Monday, October 08, 2007
The Outer Light of Holy Island was built by David A and Charles Stevenson in 1905. Its white light flashes twice every 20 seconds and was a familiar night time sight to me some 50 years ago when I grew up in Ayrshire, on the other side of the Firth of Clyde. However, its apparent constancy is but a transient flash compared to the ancient rocks upon which it is built.
This view of the lighthouse is one the monks at the Samye Ling Buddhist community on the island would prefer pelagic sea kayakers not to see. They post NO LANDING signs and expect you to to report to them at one landing spot on the north of the island so that you can be instructed on how to behave on your visit.
Tony and I were fortunate to meet no monks and went on our way undisturbed. We paddled on below the eastern cliffs of Holy Island, which bear witness to the geological forces that created the Earth.

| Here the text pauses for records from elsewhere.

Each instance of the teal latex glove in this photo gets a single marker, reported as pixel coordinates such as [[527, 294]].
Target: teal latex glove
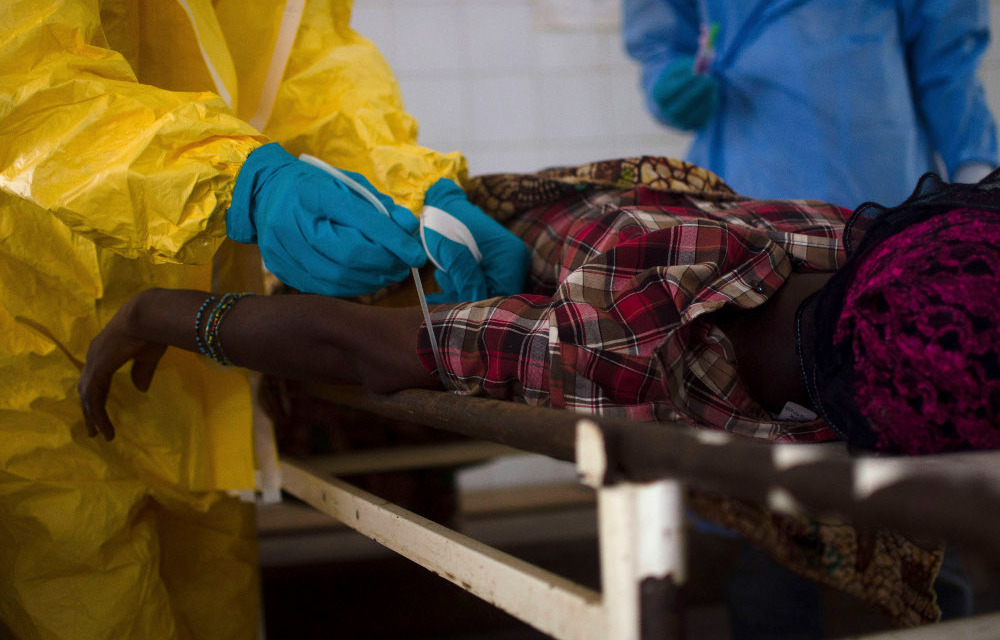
[[685, 100], [316, 234], [454, 237]]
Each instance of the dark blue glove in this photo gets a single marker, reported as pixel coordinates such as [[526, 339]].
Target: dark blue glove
[[685, 99], [477, 258], [315, 233]]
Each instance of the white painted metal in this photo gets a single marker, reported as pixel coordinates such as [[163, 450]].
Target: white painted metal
[[984, 627], [550, 603]]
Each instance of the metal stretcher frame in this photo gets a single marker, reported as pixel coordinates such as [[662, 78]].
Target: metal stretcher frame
[[638, 471]]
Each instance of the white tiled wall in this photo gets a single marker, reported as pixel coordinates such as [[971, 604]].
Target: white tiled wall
[[512, 86], [518, 85]]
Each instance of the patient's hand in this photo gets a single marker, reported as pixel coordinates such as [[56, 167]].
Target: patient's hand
[[109, 351]]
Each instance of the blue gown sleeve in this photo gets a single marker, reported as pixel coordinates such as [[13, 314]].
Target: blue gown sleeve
[[945, 42], [656, 32]]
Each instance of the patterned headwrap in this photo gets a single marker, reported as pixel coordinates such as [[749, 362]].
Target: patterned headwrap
[[900, 352]]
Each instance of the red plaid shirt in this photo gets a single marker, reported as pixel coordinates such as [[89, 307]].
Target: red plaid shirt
[[619, 318]]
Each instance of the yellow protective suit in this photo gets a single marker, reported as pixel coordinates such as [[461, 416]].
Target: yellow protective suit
[[123, 125]]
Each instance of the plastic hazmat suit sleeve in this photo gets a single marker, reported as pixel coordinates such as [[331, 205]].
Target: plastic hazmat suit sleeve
[[945, 43], [337, 100], [658, 33], [141, 171]]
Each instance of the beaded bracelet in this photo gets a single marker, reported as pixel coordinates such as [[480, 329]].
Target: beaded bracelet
[[213, 345], [197, 325]]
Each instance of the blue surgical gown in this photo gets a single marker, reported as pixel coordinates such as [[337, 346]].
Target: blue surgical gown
[[844, 101]]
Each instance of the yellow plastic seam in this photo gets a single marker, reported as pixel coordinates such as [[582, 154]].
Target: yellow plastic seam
[[291, 17], [220, 86]]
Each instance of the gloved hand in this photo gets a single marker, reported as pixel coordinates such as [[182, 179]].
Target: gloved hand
[[316, 234], [685, 99], [454, 230]]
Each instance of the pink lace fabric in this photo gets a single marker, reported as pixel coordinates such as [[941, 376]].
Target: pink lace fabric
[[921, 319]]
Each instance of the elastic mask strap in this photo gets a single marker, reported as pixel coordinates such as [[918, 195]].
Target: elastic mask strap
[[360, 189]]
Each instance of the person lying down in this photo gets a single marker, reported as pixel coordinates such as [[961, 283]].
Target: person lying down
[[657, 293]]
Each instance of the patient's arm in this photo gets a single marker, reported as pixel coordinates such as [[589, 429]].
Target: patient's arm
[[301, 337]]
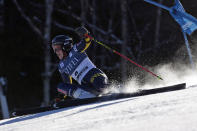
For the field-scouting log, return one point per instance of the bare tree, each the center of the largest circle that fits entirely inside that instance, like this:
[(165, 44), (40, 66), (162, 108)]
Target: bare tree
[(47, 32), (158, 22), (125, 39), (45, 37)]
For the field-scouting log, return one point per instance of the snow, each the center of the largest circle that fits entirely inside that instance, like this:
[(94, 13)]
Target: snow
[(170, 111)]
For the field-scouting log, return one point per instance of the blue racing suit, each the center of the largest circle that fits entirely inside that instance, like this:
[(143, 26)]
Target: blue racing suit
[(78, 66)]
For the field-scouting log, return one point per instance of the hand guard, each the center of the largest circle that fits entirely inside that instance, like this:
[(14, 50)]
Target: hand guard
[(81, 31)]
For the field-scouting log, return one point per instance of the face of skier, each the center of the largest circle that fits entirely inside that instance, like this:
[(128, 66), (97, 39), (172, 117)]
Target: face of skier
[(59, 52)]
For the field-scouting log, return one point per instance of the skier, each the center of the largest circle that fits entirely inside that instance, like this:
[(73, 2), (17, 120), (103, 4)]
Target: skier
[(74, 63)]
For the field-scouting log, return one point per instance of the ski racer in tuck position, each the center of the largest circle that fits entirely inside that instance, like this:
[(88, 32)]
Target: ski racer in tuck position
[(74, 63)]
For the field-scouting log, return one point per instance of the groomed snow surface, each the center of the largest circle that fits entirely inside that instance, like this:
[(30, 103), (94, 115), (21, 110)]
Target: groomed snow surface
[(170, 111)]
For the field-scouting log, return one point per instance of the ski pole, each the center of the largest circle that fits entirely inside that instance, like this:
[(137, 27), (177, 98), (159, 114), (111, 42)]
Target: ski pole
[(123, 56)]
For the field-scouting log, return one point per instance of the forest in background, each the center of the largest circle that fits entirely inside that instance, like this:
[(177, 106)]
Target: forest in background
[(144, 33)]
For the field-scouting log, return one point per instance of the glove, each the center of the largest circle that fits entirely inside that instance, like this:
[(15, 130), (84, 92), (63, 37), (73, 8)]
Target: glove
[(82, 31)]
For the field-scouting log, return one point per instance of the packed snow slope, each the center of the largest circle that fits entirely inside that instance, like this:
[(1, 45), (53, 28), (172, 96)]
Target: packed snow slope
[(170, 111)]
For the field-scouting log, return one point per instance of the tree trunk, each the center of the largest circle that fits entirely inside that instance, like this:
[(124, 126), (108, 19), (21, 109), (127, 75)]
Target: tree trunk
[(158, 22), (125, 40), (47, 32)]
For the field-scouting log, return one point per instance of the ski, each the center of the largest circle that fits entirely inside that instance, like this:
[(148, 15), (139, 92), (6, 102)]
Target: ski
[(109, 97)]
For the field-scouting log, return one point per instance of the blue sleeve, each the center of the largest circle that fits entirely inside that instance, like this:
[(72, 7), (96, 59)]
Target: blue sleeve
[(82, 45)]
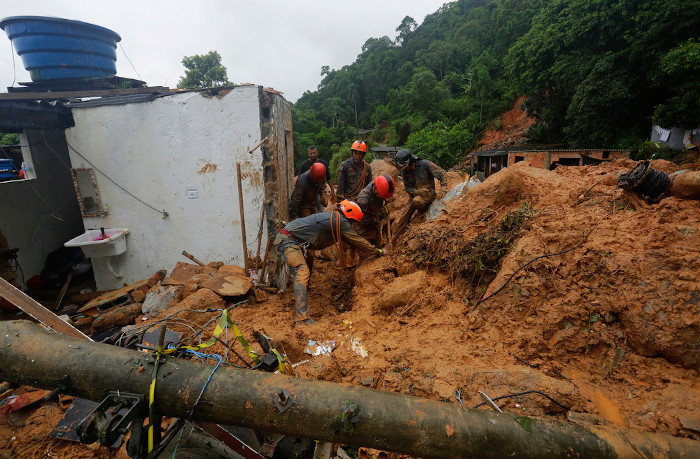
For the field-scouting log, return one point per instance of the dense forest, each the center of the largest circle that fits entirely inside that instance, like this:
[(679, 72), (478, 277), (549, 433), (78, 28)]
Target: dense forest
[(595, 73)]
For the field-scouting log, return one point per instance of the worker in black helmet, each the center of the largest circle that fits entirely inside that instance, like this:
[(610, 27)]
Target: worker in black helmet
[(419, 181)]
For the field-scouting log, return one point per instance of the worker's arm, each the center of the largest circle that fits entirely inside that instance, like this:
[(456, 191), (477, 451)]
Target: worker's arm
[(407, 185), (321, 192), (341, 181), (350, 236), (438, 172), (295, 200), (369, 173)]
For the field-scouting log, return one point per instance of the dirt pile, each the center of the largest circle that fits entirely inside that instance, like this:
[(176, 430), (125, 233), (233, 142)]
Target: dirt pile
[(513, 127), (587, 295)]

The old red sandstone at the base of the cliffs is 400 million years old and was formed when Holy Island was part of the Old Red continent, which was then situated on the equator. In comparison our own species is a mere 200,000 years old yet we think we own the Earth. We pondered on the nature of it all. We wondered why the monks seem so possessive of this wonderful island, which was a Holy Island to Christians for 1200 years before they bought it. What is their intention or motivation for wishing to close the island? What is the nature of their attachment to the land? Are they aware that whatever their motive they are not above the Scottish Land Reform Act?
Whatever, Tony and I concluded that the way to enlightenment through sea kayaking was for us closer to the truth than the way of any organised religion that seeks ownership and control. The ancient rocks of Holy Island will outlast mankind and then all of human enlightenment will be less substantive than a single grain of old red sandstone.
We paddled on and for the rest of our trip observed Scotland's Forbidden Island of Holy Island only from the sanctuary of the sea. This blog is the only (transient) evidence of our visit and passing.